Capacity at Melbourne Airport is continuing to increase, with more than 20 million passengers in the financial year to date, though as yet remains below pre-pandemic levels.
The airport saw a total of 2,312,697 travellers through its terminals during February, roughly double the total from February 2022, including 659,641 international passengers – a growth of almost 350 per cent over the previous year.
“This is good news for Victoria’s education sector and the broader economy, as full-fee paying overseas students return for their studies and add extra numbers to the state’s labour pool,” said Melbourne Airport CEO Lorie Argus.
“Melbourne Airport has worked hard to secure extra flights to India and Malaysia as well as a return of capacity to Europe, New Zealand and China, and these figures suggest that is paying dividends.”
However, this represents only 81 per cent of the airport’s capacity from February 2019, the last year before the full impact of COVID-19, when 2,867,243 passengers passed through Melbourne’s terminals.
According to Argus, the airport has started work on refreshing its international arrivals walk and check-in area.

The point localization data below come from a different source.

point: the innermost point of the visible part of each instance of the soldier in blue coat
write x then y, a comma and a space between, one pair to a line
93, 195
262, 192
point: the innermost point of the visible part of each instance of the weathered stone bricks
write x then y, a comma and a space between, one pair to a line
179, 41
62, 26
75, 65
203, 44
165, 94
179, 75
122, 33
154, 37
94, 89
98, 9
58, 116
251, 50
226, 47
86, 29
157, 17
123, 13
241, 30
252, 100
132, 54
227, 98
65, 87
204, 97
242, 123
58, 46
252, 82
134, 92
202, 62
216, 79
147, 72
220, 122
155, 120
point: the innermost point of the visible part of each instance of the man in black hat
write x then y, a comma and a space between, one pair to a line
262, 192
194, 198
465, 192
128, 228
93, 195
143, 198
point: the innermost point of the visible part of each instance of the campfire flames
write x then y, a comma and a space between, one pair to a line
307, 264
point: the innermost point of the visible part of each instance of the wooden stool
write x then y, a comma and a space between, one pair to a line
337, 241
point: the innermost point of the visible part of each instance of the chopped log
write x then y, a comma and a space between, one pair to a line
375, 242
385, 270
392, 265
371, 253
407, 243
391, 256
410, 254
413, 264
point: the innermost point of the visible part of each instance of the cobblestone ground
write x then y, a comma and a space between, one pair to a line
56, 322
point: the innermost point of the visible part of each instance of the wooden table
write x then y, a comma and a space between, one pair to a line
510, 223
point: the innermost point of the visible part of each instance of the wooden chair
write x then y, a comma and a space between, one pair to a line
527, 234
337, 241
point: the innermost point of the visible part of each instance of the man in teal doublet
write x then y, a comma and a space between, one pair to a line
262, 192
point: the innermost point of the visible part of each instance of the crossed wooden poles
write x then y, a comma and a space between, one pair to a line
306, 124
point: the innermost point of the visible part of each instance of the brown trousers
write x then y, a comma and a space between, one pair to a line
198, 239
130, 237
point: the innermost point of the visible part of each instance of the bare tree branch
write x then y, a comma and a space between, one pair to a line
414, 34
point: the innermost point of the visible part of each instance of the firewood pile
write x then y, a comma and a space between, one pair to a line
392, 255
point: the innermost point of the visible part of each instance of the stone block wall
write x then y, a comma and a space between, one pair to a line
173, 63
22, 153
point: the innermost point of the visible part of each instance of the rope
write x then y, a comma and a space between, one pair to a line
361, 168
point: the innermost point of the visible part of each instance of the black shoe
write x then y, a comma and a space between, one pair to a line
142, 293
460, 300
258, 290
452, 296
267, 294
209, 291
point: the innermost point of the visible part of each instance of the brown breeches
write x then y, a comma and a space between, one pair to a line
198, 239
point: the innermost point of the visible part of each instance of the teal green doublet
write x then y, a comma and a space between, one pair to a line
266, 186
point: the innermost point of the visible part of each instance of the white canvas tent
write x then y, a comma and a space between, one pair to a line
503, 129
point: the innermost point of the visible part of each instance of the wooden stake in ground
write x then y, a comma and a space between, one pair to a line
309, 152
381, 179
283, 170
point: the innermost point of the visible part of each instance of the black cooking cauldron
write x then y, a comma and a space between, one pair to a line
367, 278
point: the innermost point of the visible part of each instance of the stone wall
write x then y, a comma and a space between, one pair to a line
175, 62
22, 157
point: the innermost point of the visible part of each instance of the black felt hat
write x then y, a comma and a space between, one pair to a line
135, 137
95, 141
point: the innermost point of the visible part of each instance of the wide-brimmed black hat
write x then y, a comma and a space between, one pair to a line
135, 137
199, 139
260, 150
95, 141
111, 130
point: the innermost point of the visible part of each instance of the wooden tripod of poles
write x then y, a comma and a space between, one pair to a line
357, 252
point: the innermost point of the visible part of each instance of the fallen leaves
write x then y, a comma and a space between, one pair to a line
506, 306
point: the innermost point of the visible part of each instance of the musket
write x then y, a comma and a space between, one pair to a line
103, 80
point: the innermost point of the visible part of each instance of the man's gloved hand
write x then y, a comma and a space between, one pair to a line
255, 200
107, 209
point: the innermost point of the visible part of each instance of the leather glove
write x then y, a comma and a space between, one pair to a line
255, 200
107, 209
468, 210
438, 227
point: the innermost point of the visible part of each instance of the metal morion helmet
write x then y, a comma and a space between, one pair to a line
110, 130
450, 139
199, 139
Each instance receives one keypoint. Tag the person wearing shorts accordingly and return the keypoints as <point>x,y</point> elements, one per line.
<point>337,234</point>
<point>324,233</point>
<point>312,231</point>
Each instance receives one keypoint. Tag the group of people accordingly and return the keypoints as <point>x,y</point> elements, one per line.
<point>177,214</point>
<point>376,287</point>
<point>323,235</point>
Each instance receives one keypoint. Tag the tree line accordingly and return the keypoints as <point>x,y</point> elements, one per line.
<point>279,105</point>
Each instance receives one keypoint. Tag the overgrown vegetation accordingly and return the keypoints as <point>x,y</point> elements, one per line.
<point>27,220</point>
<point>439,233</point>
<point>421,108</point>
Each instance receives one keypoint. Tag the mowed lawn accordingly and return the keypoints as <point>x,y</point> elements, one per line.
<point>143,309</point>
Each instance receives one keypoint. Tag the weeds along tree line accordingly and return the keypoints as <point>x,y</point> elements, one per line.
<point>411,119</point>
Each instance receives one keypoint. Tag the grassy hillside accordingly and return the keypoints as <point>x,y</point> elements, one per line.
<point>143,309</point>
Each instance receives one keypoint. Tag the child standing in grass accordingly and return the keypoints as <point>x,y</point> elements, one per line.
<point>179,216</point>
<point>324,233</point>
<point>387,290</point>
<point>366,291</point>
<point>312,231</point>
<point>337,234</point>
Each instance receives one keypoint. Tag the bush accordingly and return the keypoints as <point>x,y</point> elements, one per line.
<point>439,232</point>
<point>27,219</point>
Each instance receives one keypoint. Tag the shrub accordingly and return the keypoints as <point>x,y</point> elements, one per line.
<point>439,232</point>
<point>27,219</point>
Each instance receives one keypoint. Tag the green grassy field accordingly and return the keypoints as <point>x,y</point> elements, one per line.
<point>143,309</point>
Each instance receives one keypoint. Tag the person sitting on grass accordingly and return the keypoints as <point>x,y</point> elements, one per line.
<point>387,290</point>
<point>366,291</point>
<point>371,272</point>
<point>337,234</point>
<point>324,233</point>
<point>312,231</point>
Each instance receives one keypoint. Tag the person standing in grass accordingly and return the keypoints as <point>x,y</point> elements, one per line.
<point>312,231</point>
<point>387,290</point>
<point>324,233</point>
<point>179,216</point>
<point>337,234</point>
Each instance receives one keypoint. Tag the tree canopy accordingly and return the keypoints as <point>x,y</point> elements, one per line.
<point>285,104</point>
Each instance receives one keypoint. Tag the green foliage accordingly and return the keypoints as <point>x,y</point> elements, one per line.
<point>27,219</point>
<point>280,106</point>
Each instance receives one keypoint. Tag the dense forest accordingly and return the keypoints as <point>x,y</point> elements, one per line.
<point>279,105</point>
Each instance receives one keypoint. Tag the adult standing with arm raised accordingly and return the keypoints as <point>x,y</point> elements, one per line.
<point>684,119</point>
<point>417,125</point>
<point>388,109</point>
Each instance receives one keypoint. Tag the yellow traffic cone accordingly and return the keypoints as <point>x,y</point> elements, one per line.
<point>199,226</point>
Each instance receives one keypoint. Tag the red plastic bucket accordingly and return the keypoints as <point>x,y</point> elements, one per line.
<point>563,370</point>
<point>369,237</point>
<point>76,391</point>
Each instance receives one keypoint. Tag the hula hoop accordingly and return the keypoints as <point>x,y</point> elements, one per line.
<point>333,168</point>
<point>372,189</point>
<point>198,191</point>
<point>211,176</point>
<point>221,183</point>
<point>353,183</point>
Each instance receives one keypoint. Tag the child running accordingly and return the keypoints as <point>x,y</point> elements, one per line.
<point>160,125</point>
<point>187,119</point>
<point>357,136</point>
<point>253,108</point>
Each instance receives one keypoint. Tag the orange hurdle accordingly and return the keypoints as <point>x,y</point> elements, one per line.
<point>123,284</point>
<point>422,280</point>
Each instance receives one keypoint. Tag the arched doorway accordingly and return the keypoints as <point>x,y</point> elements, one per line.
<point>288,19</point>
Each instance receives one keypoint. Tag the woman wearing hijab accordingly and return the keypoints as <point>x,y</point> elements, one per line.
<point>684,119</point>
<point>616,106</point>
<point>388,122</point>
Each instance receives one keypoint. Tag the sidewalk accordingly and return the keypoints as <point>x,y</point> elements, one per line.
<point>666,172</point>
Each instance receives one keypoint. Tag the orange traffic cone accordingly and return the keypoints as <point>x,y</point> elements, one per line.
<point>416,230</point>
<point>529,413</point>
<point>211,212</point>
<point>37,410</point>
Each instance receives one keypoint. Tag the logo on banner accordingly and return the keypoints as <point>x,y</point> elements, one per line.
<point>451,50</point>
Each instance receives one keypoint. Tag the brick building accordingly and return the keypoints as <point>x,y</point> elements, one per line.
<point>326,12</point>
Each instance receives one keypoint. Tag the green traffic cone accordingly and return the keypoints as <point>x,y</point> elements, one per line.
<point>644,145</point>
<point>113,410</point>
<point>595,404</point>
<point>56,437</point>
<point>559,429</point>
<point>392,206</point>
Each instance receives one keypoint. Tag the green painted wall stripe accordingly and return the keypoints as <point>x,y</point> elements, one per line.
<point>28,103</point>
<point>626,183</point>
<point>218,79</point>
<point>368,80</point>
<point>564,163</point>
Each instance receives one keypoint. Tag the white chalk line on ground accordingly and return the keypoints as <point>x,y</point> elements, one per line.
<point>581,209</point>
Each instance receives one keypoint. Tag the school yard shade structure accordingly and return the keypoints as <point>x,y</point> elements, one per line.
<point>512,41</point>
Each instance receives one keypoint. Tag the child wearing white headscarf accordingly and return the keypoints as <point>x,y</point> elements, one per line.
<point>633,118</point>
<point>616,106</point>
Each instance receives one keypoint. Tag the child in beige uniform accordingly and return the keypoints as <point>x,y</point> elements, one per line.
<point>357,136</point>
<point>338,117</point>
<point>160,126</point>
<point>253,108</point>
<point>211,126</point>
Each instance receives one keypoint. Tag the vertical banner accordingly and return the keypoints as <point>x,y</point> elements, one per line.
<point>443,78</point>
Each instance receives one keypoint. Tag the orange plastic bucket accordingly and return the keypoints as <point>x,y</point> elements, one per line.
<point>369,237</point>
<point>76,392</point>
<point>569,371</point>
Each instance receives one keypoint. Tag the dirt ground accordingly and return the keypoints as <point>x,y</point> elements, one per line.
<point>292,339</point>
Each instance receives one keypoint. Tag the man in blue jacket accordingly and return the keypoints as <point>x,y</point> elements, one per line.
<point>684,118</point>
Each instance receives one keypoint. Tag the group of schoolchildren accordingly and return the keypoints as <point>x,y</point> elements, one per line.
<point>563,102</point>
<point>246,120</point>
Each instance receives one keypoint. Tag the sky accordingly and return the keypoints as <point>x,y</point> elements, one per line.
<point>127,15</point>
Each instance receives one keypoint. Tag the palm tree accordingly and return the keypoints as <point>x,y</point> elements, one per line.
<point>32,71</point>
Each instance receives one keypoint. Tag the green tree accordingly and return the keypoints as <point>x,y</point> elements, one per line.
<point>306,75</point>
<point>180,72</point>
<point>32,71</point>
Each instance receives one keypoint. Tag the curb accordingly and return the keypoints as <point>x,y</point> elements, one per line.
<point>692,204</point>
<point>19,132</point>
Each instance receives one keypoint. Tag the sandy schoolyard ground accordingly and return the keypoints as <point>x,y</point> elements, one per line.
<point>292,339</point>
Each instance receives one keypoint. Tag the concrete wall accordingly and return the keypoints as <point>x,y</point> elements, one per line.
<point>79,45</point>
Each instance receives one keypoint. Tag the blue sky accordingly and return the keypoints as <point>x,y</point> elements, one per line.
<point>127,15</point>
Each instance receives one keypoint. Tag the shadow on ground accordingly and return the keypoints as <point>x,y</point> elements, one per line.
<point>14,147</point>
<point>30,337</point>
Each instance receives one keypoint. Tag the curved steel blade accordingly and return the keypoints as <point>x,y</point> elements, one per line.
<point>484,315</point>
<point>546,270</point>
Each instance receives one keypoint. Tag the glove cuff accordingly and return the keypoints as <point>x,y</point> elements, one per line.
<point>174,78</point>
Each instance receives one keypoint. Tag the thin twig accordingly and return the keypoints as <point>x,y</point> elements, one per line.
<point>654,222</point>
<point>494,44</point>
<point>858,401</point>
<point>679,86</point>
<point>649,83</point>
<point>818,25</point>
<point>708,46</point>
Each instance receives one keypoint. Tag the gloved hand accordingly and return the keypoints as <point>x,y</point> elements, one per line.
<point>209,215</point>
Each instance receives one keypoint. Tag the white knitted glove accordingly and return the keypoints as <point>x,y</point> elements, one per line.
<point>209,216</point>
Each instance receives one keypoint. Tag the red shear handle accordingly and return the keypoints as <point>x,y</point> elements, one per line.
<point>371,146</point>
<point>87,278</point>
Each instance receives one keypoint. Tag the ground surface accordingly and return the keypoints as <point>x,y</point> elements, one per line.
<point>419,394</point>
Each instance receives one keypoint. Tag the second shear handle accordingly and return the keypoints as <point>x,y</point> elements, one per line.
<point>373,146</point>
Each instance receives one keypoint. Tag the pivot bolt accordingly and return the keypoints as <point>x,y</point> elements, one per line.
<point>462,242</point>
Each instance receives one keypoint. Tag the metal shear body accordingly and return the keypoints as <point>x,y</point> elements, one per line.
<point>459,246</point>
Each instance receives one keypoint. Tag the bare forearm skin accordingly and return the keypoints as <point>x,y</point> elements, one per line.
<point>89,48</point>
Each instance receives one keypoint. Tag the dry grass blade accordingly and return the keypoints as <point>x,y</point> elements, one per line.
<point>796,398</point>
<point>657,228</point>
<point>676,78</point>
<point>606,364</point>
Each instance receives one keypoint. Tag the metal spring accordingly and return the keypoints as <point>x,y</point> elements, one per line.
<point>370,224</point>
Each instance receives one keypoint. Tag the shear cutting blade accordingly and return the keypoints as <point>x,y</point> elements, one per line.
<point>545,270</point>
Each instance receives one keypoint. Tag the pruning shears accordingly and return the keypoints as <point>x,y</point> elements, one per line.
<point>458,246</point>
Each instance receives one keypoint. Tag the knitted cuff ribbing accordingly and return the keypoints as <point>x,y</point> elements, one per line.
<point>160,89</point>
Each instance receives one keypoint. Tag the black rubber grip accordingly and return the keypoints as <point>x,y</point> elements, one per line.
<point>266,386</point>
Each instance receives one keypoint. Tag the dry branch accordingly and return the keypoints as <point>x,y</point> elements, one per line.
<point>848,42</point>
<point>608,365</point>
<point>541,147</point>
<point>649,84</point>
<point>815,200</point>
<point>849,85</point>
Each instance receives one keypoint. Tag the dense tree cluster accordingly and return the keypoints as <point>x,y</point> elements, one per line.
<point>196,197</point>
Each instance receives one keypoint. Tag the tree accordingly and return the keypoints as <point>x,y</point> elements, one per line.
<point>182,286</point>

“We’ve also been able to start taking some of the hoarding down in the Qantas T1 domestic terminal, with fantastic new WH Smith and Icons Victoria outlets now open to travellers,” she said.
“More new retailers will open in T1 over the coming months, and when construction is finished later this year, we are confident it will be the best domestic terminal in the country.”
In its quarterly report earlier this month, the ACCC revealed that 5.9 million domestic seats were made available for travel around Australia in January, with Qantas flying at 102 per cent of pre-pandemic capacity, Virgin at 96 per cent, and Jetstar at 84 per cent.
Despite the increased capacity, however, passenger numbers were lower than pre-2020, with just 4.4 million passengers flying in Australia in January – only 89 per cent of pre-pandemic levels.
The industry load factor dropped from 83 per cent in October 2022 to 75 per cent in January due to higher capacity and seasonally lower demand.